By David Swedelson, Senior Partner SwedelsonGottlieb; Condo Lawyer and HOA Attorney

Owners often want to hold their condo or HOA liable for their damages suffered after a burglary of their unit or home or other criminal act. They claim that their association was required to provide (more) security, that the gates were not working or that a light in the common area was out. An association’s liability may depend on many factors such as whether it is a secured complex, the nature of the security services provided, if any, the association’s knowledge of criminal activities in the area and whether the criminal activities are the kind of activities that the complaining homeowner has complained about, etc. But is an association liable merely because it does not provide security? Is the lack of security the cause of the crime? We have found that sometimes the answer to these questions is “yes”. However, more frequently, the answer to these questions is likely “no,” that the association is not liable for the alleged damage(s). And that was the holding in a recent unpublished California court of appeal decision.

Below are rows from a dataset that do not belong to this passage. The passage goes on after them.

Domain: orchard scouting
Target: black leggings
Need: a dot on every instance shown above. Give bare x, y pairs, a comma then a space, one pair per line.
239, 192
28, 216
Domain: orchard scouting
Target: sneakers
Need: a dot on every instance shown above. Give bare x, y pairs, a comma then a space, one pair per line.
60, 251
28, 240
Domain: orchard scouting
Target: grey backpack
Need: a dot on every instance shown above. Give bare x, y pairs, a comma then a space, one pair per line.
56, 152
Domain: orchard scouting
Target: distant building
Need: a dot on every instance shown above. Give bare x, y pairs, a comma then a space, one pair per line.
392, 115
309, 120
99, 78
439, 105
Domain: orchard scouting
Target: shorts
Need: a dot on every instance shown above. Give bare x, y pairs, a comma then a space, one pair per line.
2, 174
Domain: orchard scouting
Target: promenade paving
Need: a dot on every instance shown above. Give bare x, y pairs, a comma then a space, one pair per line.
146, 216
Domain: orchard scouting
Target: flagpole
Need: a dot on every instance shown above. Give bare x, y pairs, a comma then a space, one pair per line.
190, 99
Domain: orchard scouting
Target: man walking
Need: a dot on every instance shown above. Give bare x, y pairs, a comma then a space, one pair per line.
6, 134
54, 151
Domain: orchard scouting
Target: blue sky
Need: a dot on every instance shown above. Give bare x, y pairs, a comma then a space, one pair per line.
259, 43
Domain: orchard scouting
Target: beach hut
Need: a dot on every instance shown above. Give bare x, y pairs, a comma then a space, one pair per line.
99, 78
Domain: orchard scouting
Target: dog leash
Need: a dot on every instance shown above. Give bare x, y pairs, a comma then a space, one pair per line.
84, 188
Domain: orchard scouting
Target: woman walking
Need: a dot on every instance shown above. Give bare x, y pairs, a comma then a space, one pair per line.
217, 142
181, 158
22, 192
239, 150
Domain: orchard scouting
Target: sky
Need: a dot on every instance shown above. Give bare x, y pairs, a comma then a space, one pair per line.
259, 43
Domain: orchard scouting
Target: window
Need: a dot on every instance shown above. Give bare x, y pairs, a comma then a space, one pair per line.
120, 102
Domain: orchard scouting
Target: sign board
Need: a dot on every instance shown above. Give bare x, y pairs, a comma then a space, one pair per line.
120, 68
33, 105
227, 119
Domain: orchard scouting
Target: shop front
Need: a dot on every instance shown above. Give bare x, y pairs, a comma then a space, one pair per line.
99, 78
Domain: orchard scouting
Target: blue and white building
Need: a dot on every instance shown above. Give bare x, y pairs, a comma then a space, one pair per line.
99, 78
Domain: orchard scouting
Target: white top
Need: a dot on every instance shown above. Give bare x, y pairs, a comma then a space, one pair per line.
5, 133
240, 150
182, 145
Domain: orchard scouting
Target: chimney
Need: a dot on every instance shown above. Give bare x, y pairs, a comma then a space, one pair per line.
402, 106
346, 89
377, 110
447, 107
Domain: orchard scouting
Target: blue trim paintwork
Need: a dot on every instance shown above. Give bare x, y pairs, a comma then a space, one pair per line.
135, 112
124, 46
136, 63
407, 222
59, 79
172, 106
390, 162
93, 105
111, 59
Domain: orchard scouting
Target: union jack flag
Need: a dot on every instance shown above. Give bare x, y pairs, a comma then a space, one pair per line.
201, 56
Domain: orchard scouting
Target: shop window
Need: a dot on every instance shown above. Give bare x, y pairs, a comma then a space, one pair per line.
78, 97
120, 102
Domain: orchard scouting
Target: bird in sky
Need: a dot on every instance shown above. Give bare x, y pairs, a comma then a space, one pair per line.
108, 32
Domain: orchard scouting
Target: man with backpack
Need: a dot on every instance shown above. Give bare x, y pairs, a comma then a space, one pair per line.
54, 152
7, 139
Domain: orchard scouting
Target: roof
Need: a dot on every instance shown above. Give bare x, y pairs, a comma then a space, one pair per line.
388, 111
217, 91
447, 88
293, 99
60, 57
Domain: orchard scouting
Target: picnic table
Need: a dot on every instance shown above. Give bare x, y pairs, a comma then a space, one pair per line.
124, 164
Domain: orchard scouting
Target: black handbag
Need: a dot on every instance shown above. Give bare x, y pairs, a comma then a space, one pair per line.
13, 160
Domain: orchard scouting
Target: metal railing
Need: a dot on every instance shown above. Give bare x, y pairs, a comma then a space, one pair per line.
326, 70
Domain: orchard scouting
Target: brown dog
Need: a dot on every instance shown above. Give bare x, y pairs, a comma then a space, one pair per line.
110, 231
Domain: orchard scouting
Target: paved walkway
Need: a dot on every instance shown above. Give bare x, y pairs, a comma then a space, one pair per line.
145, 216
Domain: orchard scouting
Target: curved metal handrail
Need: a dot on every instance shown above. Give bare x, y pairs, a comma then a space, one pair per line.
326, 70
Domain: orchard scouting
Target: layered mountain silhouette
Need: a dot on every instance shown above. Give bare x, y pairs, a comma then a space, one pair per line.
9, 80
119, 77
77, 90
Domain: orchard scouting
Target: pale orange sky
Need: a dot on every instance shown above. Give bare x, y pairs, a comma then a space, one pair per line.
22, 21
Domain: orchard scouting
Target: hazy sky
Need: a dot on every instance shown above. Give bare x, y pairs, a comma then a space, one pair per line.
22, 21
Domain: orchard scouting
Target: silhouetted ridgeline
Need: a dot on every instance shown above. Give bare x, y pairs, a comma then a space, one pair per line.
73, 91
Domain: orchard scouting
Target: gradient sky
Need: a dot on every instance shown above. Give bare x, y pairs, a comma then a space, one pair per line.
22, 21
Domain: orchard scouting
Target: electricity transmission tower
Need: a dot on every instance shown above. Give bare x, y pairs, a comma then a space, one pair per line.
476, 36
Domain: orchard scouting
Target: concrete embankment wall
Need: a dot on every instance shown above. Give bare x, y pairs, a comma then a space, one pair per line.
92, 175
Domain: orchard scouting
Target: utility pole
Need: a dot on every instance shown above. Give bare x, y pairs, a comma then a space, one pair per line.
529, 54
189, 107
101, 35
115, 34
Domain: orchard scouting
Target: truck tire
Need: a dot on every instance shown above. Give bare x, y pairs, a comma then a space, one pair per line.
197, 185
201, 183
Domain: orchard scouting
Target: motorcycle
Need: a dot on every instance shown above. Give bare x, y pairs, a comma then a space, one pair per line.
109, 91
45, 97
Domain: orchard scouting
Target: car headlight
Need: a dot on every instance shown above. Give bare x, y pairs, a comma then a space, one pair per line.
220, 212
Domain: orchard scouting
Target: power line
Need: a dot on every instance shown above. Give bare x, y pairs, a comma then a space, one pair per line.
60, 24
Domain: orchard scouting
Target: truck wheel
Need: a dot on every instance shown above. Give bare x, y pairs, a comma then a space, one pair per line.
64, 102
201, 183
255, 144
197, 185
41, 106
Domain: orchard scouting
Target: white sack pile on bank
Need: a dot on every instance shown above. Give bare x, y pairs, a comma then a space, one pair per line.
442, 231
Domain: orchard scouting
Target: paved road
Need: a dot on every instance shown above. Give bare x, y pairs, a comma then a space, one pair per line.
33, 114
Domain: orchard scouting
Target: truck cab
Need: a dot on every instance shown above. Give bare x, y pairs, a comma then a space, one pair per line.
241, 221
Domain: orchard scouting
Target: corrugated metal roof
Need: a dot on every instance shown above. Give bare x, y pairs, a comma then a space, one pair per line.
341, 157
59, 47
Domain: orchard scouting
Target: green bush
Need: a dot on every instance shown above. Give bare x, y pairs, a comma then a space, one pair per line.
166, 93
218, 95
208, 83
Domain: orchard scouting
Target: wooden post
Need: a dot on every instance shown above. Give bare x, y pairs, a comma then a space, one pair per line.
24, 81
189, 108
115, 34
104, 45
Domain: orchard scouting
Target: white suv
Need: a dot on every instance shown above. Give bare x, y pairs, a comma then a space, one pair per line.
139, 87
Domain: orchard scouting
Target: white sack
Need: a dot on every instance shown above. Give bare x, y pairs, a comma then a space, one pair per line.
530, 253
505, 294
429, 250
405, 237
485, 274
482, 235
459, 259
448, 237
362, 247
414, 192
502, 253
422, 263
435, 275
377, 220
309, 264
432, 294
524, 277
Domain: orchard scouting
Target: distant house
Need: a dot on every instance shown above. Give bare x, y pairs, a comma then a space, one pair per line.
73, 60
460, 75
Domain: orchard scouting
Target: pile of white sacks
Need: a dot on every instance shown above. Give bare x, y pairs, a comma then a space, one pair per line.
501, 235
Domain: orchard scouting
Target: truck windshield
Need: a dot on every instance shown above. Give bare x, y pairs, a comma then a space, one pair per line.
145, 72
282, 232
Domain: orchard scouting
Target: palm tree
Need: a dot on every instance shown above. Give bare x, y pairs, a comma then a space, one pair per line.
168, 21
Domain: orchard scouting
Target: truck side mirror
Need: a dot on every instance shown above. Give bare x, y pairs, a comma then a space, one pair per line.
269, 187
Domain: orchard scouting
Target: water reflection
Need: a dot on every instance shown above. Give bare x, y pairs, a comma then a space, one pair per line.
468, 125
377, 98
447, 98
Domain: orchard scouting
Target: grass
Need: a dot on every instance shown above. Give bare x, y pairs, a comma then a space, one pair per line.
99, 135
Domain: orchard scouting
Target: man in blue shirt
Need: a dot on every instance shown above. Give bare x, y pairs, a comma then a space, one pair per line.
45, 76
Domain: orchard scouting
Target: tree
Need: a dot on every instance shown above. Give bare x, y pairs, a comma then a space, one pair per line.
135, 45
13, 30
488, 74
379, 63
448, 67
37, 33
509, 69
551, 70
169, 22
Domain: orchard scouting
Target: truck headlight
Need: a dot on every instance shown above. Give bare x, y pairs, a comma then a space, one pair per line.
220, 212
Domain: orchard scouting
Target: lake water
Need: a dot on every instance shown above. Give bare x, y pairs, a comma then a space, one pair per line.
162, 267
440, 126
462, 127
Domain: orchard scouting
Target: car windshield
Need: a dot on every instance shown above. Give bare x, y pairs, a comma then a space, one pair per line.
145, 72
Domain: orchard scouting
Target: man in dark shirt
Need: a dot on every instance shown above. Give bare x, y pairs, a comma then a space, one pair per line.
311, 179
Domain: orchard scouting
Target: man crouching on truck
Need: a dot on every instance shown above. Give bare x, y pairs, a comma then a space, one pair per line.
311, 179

In the Girardi v. San Rafael Homeowners Association case, a husband (a prominent attorney) and wife who owned a home in a luxury planned development (located in Pasadena) sued the Alta San Rafael HOA, where their home is located, for negligence after their house was burglarized twice (jewelry and other valuables with a value in excess of a million dollars was alleged to have been taken). The Girardis claimed that their association owed them, as owners, a duty to keep the premises reasonably safe, and breached that duty by failing to hire a security guard, monitor gates, and maintain the streetlights.